Here’s a look at the five rule changes for next season:

1. Extend the uprights to make them five feet taller.


-Bowen’s Analysis: This seemed very logical as it will only increase the officials ability to tell if field goals are made or not. Too many times field goals cross near the top of the upright with a bit of uncertainty in whether or not they were successful.

2. Protect players from getting the sides of their legs rolled up on — the rule already says a blocker can’t hit an opponent in the back of the legs, this proposal will add “or side” to the rule.

-Bowen’s Analysis: A safety issue type of rule that is just another step in trying to prevent serious injuries. We see so many offensive linemen get rolled up on (Anthony Castonzo last preseason) and suffer significant injuries.
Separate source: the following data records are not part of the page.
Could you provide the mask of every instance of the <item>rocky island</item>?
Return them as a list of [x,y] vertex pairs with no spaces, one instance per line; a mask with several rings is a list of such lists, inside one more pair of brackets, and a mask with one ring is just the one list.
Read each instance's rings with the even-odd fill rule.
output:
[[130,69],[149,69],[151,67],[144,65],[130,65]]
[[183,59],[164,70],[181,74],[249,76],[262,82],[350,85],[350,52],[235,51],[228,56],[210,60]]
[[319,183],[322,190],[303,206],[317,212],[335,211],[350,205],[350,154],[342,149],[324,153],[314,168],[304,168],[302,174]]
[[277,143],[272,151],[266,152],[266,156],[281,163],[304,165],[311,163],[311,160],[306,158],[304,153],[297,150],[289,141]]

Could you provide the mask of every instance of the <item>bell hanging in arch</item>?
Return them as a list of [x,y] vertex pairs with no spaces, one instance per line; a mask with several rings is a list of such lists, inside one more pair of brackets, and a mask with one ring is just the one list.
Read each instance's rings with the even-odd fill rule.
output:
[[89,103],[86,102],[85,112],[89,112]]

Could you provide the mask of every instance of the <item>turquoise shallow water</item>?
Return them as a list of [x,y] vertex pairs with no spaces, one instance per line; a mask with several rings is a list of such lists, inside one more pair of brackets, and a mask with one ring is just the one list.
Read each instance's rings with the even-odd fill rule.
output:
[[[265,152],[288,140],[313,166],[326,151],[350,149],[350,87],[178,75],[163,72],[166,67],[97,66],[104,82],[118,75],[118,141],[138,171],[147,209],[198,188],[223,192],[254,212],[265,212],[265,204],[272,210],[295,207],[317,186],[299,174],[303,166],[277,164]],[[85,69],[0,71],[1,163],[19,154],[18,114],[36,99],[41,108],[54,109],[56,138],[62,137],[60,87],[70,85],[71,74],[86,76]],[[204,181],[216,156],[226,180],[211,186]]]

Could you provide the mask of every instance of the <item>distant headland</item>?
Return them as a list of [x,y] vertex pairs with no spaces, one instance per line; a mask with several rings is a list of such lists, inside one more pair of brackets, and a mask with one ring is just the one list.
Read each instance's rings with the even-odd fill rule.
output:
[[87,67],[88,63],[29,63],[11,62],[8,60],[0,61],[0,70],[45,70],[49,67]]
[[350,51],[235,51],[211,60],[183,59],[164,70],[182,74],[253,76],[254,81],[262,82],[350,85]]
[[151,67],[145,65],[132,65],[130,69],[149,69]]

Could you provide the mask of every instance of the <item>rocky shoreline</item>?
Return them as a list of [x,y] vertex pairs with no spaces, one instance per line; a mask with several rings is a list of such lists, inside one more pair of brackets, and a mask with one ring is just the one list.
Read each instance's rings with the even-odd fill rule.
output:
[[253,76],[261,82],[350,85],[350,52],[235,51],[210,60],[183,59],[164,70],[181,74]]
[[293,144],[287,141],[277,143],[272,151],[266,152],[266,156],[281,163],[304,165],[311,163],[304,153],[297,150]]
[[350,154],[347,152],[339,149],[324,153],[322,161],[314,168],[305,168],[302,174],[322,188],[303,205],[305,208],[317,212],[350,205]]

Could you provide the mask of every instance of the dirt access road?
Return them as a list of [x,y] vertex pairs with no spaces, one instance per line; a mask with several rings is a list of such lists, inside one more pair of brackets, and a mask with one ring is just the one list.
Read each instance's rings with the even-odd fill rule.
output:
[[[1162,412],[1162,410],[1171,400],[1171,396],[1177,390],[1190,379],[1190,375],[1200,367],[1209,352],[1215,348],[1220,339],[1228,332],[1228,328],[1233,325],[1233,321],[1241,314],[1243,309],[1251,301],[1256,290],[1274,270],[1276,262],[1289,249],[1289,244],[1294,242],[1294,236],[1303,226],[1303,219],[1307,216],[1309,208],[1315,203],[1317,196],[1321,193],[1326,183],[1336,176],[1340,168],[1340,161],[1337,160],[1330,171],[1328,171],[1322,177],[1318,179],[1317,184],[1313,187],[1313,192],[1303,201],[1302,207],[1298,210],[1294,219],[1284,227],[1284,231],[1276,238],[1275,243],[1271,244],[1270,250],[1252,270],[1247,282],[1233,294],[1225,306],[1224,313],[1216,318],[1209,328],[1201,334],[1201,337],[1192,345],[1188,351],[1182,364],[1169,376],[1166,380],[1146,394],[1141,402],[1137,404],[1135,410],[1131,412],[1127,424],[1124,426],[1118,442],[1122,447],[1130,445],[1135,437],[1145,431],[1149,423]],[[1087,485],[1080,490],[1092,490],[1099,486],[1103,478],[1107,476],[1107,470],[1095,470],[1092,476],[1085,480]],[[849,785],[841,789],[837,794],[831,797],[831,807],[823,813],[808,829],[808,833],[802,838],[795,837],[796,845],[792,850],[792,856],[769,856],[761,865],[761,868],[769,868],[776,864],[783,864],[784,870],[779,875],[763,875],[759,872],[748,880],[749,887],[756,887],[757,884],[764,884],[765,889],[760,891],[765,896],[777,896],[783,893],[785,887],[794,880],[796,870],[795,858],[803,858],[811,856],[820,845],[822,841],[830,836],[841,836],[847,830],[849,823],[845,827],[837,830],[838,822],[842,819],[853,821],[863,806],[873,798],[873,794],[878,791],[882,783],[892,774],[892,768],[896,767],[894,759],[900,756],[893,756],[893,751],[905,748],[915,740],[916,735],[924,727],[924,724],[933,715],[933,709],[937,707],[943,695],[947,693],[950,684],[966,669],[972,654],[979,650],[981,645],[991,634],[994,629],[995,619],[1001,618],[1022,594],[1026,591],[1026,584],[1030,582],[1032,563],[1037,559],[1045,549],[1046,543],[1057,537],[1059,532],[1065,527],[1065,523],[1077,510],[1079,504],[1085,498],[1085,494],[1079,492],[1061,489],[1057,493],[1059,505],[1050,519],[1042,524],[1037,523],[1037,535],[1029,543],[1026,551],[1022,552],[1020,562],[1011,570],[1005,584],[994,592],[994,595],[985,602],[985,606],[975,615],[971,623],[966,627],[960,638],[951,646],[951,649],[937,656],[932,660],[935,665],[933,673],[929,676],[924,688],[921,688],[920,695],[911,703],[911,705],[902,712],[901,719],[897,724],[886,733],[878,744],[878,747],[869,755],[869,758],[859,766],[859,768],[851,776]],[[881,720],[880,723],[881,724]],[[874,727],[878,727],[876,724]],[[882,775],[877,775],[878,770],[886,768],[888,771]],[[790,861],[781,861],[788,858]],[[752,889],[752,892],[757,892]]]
3. Allow the referee to consult with members of the NFL officiating department during replay reviews. The referee would be able to speak with the command center in New York to help in reviewing a play.

-Bowen’s Analysis: Colts fans are rejoicing with the passing of this rule. This makes a ton of sense and should allow for the correct rulings to be agreed upon with a central party that is not dealing with the typical on-field chaos of a NFL game.

4. Re-organize the rules about what can be reviewed and what cannot be reviewed, including making the recovery of a loose ball in the field of play reviewable. (This is referred to as the NaVorro Bowman rule, after a controversial call in the NFC Championship Game.)

-Bowen’s Analysis: Once the Bowman play happened, Twitter was in an uproar about not being able to review it. Such a massive turnover could dictate the outcome of any game so correcting this rule was needed.

5. Don’t stop the clock on a sack and enforce defensive fouls behind the line of scrimmage from the previous spot, rather than from the end of the run or from the spot of the foul.

-Bowen’s Analysis: The first part of this keeps the game moving and penalizes an offense for taking such a big loss.

Also, the league will experiment with moving the extra point back to the 20-yard line during the first two weeks of the preseason.